Kyaukphyu alone saw more than 17 villages emptied in November. In townships such as Ponnagyun, displacement intersected with water scarcity, forcing families to drink unsafe groundwater and triggering disease outbreaks.
Aid access remained limited, dangerous, and inconsistent. Airstrikes even reached displacement zones, reinforcing a pervasive sense that nowhere was truly safe.
6. Education and the "Lost Generation" Risk
Education was among the hardest-hit sectors in 2025.
Despite AA plans for higher-education pathways, airstrikes on schools, repeated closures, and displacement dismantled any sense of continuity. The September 12 bombing of a private high school in Kyauktaw killing 21 students became emblematic of a broader collapse.
For many children and youth, schooling became intermittent, mobile, or impossible, raising fears of a long-term "lost generation" in Arakan.
7. Political Signals: Talks Without Outcomes
Politically, 2025 offered movement without momentum.
China-facilitated talks between the junta and the AA reportedly took place, but produced no visible outcomes. Meanwhile, the junta's broader national push toward a managed election further entrenched skepticism among Arakanese communities, who increasingly view electoral processes conducted under airstrikes as hollow and illegitimate.

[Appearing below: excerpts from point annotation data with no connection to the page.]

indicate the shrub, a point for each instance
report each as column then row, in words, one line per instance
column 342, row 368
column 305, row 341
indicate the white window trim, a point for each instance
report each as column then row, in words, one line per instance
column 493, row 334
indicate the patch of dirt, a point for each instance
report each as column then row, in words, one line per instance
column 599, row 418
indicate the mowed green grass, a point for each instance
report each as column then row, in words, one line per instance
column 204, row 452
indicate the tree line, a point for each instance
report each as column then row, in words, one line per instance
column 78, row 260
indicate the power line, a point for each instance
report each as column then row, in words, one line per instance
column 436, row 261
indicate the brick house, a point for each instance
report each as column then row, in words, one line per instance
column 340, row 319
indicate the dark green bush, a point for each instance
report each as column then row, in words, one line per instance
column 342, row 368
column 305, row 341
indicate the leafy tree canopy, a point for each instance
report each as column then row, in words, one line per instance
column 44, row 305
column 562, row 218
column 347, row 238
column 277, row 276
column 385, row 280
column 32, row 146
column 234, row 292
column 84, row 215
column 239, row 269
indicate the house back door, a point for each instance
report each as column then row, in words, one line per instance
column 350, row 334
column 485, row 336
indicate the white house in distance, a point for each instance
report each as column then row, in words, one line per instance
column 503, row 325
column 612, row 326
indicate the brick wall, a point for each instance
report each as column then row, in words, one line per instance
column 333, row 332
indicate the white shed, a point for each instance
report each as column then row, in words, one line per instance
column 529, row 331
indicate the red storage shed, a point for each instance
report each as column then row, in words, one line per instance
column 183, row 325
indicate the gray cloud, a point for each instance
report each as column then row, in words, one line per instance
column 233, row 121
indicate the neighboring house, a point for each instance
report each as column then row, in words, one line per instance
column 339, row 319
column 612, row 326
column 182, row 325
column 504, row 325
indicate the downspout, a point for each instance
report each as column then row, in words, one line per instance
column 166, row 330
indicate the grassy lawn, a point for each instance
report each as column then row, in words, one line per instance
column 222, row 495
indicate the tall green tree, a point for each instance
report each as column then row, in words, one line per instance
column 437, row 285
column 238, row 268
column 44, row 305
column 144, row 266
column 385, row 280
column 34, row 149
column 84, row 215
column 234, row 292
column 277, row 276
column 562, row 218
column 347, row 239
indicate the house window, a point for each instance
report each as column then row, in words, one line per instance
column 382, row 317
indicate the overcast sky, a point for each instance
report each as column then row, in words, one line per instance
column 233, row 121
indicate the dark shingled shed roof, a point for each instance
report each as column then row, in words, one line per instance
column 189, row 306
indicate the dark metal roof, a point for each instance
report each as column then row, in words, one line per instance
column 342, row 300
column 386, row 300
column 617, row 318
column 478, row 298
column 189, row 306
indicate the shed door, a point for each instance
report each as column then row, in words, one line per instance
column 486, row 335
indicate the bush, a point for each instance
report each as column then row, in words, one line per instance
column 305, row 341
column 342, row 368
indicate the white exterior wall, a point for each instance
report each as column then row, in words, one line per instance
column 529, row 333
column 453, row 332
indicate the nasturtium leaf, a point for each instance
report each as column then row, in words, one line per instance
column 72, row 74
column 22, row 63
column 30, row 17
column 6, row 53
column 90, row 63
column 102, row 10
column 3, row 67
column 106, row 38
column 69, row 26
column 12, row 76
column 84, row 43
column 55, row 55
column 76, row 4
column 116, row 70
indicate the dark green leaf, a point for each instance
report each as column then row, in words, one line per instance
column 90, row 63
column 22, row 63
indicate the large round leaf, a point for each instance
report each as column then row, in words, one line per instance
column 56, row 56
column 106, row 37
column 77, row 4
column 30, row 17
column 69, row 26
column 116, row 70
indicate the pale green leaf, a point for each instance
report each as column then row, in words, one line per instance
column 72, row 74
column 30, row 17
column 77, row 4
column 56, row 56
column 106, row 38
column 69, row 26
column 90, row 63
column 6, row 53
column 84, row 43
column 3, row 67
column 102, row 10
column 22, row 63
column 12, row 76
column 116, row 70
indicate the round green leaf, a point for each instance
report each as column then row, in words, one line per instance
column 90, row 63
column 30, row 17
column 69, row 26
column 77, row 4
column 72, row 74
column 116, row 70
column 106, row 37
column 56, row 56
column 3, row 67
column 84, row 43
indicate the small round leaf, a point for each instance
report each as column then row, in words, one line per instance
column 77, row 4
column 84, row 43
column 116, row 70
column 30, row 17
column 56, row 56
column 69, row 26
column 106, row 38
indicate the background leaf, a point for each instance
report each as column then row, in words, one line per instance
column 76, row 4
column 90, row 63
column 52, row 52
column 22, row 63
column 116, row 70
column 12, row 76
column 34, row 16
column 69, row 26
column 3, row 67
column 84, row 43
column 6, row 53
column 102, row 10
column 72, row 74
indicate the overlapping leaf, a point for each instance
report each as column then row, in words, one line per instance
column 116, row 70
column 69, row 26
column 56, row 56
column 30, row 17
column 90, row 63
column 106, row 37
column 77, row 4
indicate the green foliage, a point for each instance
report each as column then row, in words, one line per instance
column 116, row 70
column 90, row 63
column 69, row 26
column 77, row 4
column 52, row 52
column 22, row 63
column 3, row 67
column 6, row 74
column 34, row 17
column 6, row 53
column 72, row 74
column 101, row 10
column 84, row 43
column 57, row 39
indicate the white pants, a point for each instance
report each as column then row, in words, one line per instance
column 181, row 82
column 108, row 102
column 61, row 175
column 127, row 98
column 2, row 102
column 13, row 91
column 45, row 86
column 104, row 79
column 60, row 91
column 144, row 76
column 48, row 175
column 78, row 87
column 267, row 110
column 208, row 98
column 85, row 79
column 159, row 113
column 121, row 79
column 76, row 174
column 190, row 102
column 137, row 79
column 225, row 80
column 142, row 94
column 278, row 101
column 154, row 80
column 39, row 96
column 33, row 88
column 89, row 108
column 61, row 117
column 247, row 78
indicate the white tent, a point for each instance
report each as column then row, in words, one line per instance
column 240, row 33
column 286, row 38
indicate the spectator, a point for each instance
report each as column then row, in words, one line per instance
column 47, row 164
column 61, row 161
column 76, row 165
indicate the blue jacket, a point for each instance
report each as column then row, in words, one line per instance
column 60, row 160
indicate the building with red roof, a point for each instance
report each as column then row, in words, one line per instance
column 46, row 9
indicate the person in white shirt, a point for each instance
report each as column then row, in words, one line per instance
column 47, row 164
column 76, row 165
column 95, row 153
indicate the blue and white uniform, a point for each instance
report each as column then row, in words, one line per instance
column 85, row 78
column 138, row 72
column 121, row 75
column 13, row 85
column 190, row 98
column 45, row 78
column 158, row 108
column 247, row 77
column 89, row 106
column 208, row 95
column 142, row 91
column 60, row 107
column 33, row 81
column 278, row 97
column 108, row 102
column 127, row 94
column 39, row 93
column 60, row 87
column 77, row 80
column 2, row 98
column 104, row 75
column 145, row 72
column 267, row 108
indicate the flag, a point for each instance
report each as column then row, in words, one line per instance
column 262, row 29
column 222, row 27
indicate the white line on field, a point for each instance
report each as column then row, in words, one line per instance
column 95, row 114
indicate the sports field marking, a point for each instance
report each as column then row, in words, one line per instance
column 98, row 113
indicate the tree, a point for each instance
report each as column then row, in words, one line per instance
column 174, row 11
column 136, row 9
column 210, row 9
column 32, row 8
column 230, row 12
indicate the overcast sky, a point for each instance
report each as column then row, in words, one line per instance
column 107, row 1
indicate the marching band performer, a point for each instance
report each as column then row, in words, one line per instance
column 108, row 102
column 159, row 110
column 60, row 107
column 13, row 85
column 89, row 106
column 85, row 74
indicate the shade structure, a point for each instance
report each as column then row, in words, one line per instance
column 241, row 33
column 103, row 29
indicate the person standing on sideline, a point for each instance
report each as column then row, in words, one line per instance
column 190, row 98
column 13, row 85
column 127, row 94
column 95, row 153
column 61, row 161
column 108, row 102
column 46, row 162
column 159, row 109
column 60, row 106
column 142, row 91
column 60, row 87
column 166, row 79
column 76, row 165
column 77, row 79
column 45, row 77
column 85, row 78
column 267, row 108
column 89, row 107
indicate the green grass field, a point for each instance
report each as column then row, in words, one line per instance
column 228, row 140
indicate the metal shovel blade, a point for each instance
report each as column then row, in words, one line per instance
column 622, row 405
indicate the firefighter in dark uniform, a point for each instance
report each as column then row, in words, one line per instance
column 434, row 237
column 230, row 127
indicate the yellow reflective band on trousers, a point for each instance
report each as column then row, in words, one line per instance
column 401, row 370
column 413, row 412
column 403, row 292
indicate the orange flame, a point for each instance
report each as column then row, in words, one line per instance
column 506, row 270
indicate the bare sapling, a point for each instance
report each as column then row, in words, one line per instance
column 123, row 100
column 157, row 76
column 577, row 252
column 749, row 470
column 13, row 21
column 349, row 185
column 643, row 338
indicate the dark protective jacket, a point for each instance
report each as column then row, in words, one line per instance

Conclusion: Control Is Not Peace
Arakan's defining reality in 2025 was this: the war did not escalate dramatically but it did not ease at all.
The AA consolidated territorial and governance capacity, while the junta consolidated its reliance on airpower and civilian punishment. Between these dynamics, civilians endured a year marked by displacement, fear, and resilience.
2025 demonstrated that:
- Territorial control alone cannot protect civilians
- Air dominance without legitimacy cannot restore authority
- Humanitarian collapse has become a strategic variable, not a side effect
As Arakan moves into 2026, the central question is no longer who controls the ground but whether any actor can deliver safety, dignity, and survival to a population exhausted by a war without end.